In other words, a typical day-in-the-life of Black America.
On Monday’s episode of “The Bachlorette,” Rachel Lindsay, the first African-American woman — or man — to lead a season in the history of “The Bachelor” franchise, revealed the weight of responsibility she feels.
“The pressures I feel about being a black woman and what that is and how…I don’t even want to talk about it,” Lindsay said with tears welling. “I get pressure from so many different ways being in this position.”
It was moment that touched many women of color who watch the show.
This happened as the production company behind “Bachelor in Paradise” was investigating allegations of misconduct involving cast members Corinne Olympios and DeMario Jackson. Though producers never specified exactly what took place, the fact that Jackson is a black man and Olympios a white women left some feeling leery.
“The racist stereotype persists that black men are criminal, and that their sexuality poses a threat to white women,” Sesali Bowen wrote in a piece about the scandal for Refinery 29. “It’s a trope that black communities still have to actively resist in our interactions with white people.”
Warner Bros., which produces “Bachelor in Paradise,” released a statement Tuesday stating no evidence of misconduct was found during its investigation into the incident.
Still, Jackson feels damage has been done. Last week, he said he had been defamed by false accusations and claims he lost his job as a result.
The “Paradise” controversy may have been heightened by the fact it took place within an overwhelmingly white franchise.
Despite the addition of more contestants of color — and the casting of Juan Pablo Galavis, who is Hispanic American, as Season 18’s “Bachelor” — the perception remains the shows have a race problem.
The Lifetime series “UnREAL,” which is a dramatized version of a dating reality show much like “The Bachelor,” parodied the issue in an episode where a contestant named Shamiqua is deemed not “wife material” for their “suitor” because she’s black.

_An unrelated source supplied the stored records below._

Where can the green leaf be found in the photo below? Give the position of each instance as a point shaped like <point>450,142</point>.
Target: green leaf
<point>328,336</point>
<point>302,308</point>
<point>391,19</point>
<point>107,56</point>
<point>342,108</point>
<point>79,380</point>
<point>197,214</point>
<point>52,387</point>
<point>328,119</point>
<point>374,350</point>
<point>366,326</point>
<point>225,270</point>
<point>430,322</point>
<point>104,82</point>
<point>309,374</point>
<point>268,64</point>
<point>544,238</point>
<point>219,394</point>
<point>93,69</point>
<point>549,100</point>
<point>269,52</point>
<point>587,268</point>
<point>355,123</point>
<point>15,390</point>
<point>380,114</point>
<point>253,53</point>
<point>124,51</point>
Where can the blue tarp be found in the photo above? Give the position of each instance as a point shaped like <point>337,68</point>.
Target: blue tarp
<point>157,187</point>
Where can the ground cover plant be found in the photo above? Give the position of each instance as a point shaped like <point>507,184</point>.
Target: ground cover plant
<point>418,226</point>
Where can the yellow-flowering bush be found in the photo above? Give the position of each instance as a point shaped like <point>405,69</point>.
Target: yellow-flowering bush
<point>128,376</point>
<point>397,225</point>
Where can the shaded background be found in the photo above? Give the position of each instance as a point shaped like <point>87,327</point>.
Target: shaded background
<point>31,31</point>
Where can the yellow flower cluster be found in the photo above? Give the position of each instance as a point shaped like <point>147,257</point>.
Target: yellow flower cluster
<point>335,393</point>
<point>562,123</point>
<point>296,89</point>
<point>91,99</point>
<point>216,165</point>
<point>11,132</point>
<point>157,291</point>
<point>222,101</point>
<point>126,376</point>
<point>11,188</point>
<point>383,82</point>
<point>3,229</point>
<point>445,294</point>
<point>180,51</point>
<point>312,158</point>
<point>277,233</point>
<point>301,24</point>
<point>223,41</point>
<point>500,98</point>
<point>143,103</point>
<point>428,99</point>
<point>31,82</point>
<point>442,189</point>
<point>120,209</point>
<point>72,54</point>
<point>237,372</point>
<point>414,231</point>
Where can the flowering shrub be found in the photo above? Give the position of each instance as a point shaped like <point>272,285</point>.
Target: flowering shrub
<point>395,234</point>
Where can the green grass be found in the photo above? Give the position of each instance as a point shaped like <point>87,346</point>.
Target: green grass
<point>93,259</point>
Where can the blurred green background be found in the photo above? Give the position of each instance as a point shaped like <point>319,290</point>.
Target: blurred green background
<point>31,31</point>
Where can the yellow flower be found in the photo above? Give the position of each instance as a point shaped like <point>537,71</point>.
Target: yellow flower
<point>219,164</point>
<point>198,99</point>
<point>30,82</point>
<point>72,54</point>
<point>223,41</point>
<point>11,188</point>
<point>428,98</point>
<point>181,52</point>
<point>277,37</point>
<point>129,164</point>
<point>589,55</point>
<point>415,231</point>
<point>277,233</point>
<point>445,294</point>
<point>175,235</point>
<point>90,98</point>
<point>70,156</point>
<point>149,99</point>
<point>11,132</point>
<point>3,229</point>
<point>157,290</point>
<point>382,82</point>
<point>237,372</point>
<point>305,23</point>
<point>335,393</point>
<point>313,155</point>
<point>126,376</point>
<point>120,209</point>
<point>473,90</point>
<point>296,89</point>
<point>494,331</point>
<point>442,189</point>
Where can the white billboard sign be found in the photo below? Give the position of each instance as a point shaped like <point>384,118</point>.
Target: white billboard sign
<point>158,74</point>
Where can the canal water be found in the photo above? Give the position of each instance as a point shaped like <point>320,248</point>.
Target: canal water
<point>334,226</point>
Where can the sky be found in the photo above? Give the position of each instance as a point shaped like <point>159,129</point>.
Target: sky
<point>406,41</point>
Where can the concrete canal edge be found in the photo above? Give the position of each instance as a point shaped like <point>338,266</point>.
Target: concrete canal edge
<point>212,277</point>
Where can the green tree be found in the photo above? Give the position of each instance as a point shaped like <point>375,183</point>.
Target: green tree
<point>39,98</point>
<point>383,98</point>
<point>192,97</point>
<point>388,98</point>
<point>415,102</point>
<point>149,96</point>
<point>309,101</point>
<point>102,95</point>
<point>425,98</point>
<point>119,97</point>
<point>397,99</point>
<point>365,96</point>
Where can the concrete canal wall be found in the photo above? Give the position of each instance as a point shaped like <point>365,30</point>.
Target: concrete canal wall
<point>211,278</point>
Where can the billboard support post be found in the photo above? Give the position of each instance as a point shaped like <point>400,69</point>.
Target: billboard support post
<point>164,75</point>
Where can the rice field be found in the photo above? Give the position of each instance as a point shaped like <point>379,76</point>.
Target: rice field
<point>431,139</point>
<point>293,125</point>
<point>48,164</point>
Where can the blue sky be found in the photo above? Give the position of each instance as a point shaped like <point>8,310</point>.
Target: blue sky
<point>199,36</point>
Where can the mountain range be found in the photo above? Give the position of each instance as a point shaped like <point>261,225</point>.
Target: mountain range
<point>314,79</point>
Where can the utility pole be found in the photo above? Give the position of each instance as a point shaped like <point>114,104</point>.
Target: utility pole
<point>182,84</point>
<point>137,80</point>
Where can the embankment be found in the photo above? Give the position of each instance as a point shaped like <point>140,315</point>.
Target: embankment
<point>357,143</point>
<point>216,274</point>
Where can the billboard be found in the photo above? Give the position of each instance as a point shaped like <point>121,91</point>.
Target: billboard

“It is not my fault that America’s racist, people,” the producer on the show, played by Constance Zimmer, said. “Get a new girl out.”
Casting Lindsay as this season’s “Bachelorette” has yet to create a “post-racial” shift in the franchise.
For her part, Lindsay has said ethnicity wouldn’t factor into her choices on the show. But there was no escaping discussion about it.
“Bachelorette” contestant Lee Garrett, one of the men competing for Lindsay’s heart, has been accused of racism.
A series of racially-charged tweets, allegedly from Garrett, have surfaced since the season’s debut. On Monday’s episode of “The Bachelorette,” contestant Dean Unglert pointed out that Garrett, who is white, might have a problem with people who don’t look like him.
“The only people that I’ve seen Lee pick fights with have been not the people that he’s used to seeing on a daily basis from a cultural perspective,” Unglert said.
Garrett has not responded to the accusations, but viewers have.
When a producer asked Unglert what he meant by his comments, the contestant gave voice to the unspoken.
“You know exactly what I mean when I say that,” he said.”The longer Lee sticks around, the more everyone will be aware of his intolerance.”
When it comes to prejudice, Bachelor Nation may be a lot like the rest of nation.